Rancho La Sierra (also called La Sierra de Santa Ana) was a 17,769-acre (71.91 km2) Mexican land grant in present-day Riverside County, California, United States. In 1846 governor Pio Pico issued the grant to Bernardo Yorba. The grant lay between Rancho Jurupa and Rancho El Rincon, and included the present-day city of Corona.

Bernardo Yorba's father, José Antonio Yorba, was the grantee of Rancho Santiago de Santa Ana in present-day Orange County. For years Bernardo (1800–1858) and his brothers pastured animals on lands east of their father's rancho, and in 1834 Bernardo requested, and was granted, Rancho Cañón de Santa Ana.

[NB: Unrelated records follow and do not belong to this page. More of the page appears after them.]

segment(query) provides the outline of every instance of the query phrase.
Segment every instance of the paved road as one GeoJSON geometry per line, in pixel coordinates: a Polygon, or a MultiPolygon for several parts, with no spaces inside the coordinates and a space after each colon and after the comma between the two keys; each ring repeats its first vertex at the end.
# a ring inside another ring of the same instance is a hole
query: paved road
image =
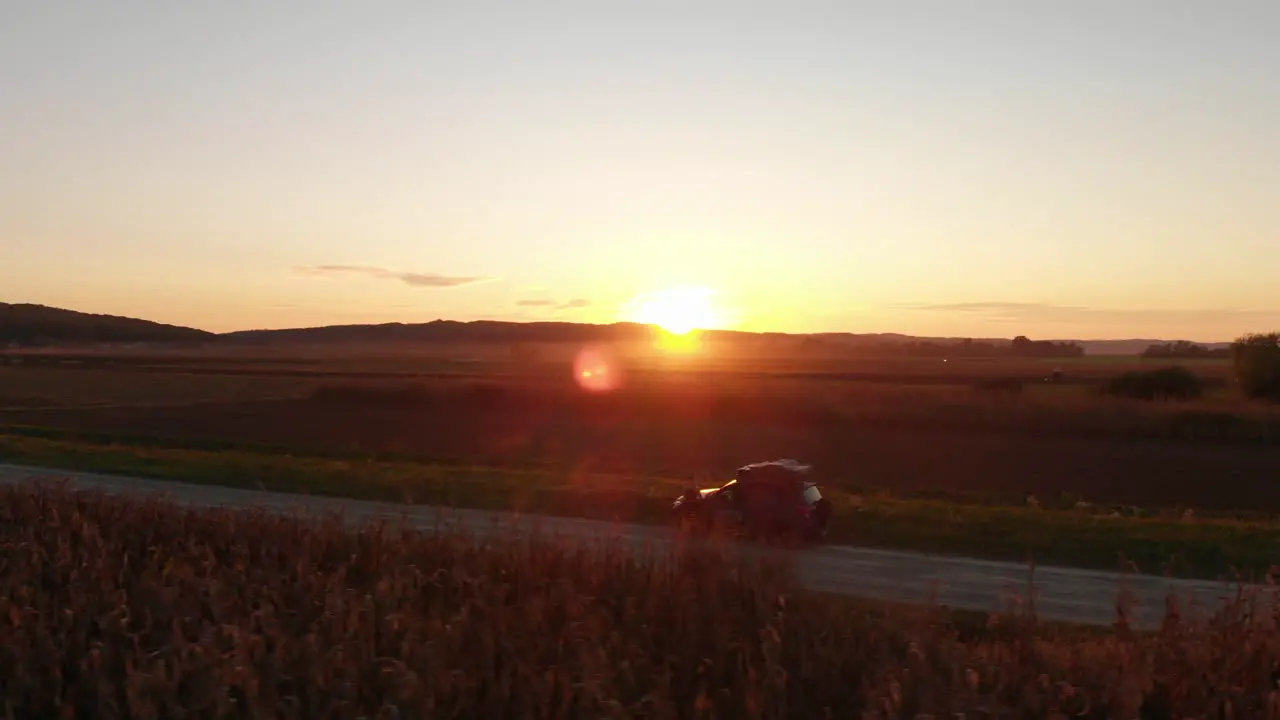
{"type": "MultiPolygon", "coordinates": [[[[658,551],[669,547],[673,540],[666,528],[645,525],[619,526],[546,516],[514,517],[479,510],[291,495],[0,464],[0,482],[30,482],[40,478],[65,478],[78,487],[112,493],[160,493],[174,502],[191,506],[261,507],[305,513],[341,510],[349,521],[357,523],[377,518],[405,518],[428,531],[443,527],[484,534],[529,529],[536,523],[544,532],[578,538],[612,537],[658,551]]],[[[746,549],[743,552],[761,551],[746,549]]],[[[1016,594],[1025,596],[1029,579],[1029,567],[1018,563],[847,545],[828,545],[789,554],[795,561],[798,580],[810,589],[905,602],[930,602],[932,598],[950,607],[968,610],[1007,609],[1016,594]]],[[[1208,612],[1236,593],[1235,586],[1225,583],[1123,577],[1117,573],[1045,566],[1035,569],[1033,586],[1041,618],[1091,625],[1109,625],[1115,621],[1116,602],[1123,588],[1135,602],[1131,617],[1139,628],[1158,625],[1165,598],[1171,591],[1183,598],[1184,607],[1190,603],[1197,612],[1208,612]]],[[[1269,600],[1275,599],[1275,591],[1264,592],[1269,600]]]]}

Bernardo and his brother Tomas (1787–1845) continued to pasture heards even further east, in an area they had named La Sierra.

In 1845, after his brother Tomas had died, Bernardo applied for four square leagues of the La Sierra lands. Nine days later Maria Vicenta Sepulveda, the widow of Bernardo's brother Tomas, also applied for some of the same La Sierra lands. On June 15, 1846 Governor Pio Pico granted the west half of the lands, Rancho La Sierra (Yorba), to Bernado Yorba, and the east half, Rancho La Sierra (Sepulveda), to Vicente Sepulveda.

With the cession of California to the United States following the Mexican-American War, the 1848 Treaty of Guadalupe Hidalgo provided that the land grants would be honored. As required by the Land Act of 1851, a claim for Rancho La Sierra (Yorba) was filed with the Public Land Commission in 1852, and the grant was patented to Bernardo Yorba in 1875.